When it came to which striker might be withdrawn just after the hour the good money was on Edin Dzeko - back to the bench after the weekend's blank sheet at Stamford Bridge - replacing Balotelli. Aleksandr Kolarov arrived for Sergio Aguero, instead. "We thought that Mario in this moment was more fresh than Sergio (even though) he didn't play like he knows he can play," Mancini (below) said later.
It took a minute for the decision to be vindicated. When Ali al-Habsi in the Wigan goal failed to gather Gareth Barry's shot, Balotelli pounced -- the Italian's second stab delivered his first goal since he punished Sunderland on March 31.
The way Wigan stood off James Milner, Mancini's second substitute, in the 72nd minute was punished in equal measure when the Englishman unleashed a formidable swerving effort. Milner limped off soon after with a hamstring injury but City were home. "No.
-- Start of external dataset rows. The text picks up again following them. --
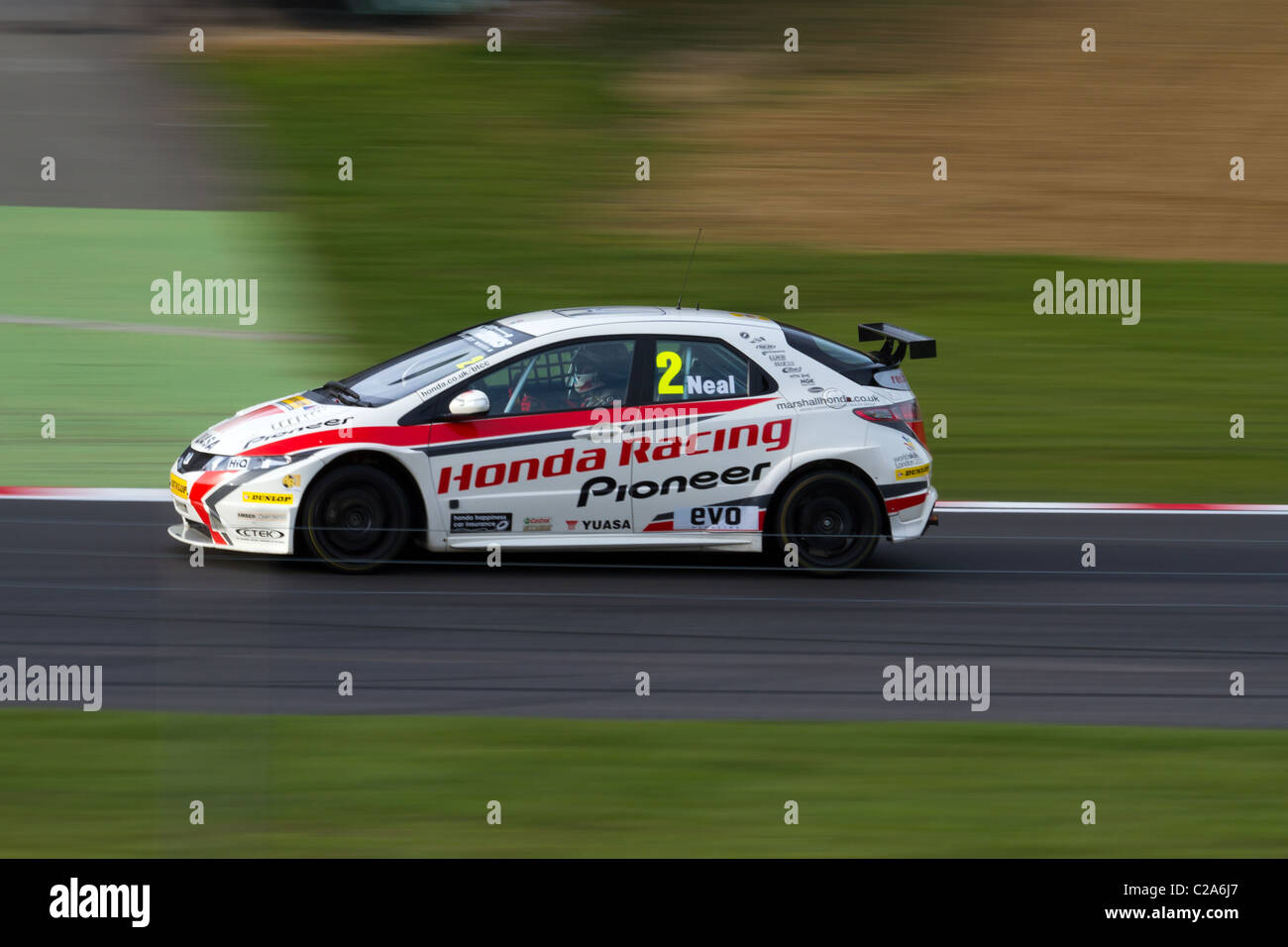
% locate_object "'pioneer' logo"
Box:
[577,460,773,506]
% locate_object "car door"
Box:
[631,336,793,533]
[426,336,636,546]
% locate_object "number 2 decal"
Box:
[657,352,684,394]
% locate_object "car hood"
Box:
[192,394,374,455]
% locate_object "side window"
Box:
[652,339,754,404]
[461,339,635,417]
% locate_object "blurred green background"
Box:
[0,710,1288,858]
[0,3,1288,502]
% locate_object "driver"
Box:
[568,342,631,407]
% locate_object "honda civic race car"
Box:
[170,307,937,571]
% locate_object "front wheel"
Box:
[295,467,411,573]
[773,471,883,575]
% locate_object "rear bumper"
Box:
[886,487,939,543]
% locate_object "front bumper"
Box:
[168,464,303,556]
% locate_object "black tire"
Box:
[767,471,885,576]
[295,464,411,573]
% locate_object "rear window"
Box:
[780,323,877,381]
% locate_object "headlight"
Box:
[206,458,291,471]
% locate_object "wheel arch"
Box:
[764,458,892,539]
[296,449,429,536]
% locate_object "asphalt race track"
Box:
[0,498,1288,727]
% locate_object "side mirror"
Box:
[447,390,492,417]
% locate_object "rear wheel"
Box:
[774,471,883,575]
[295,466,411,573]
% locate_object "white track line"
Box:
[0,487,1288,515]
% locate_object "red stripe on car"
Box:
[886,491,926,513]
[188,471,239,546]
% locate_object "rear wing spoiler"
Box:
[859,322,935,365]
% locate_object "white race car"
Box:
[170,307,937,571]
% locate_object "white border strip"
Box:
[0,487,1288,515]
[0,487,170,502]
[935,500,1288,517]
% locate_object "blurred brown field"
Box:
[617,0,1288,262]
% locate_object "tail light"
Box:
[854,401,926,447]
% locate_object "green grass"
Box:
[0,207,348,487]
[0,38,1288,502]
[0,710,1288,857]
No," Mancini insisted, late last night, when asked if Balotelli would be leaving in January.
Wigan warranted the praise their manager lavished on them.
"We should have been a bit more patient with our final ball. The disappointment was that for the 60 minutes we were (on top) we couldn't score a goal," Roberto Martinez said.
"I don't want to be a Wigan Athletic representative saying we are happy to lose against the champions."
Mancini feels it could be a three-horse race for the Premier League title, despite another Chelsea goalless draw last night: "In February if teams are playing in the Champions League it can change everything. I think Chelsea can compete."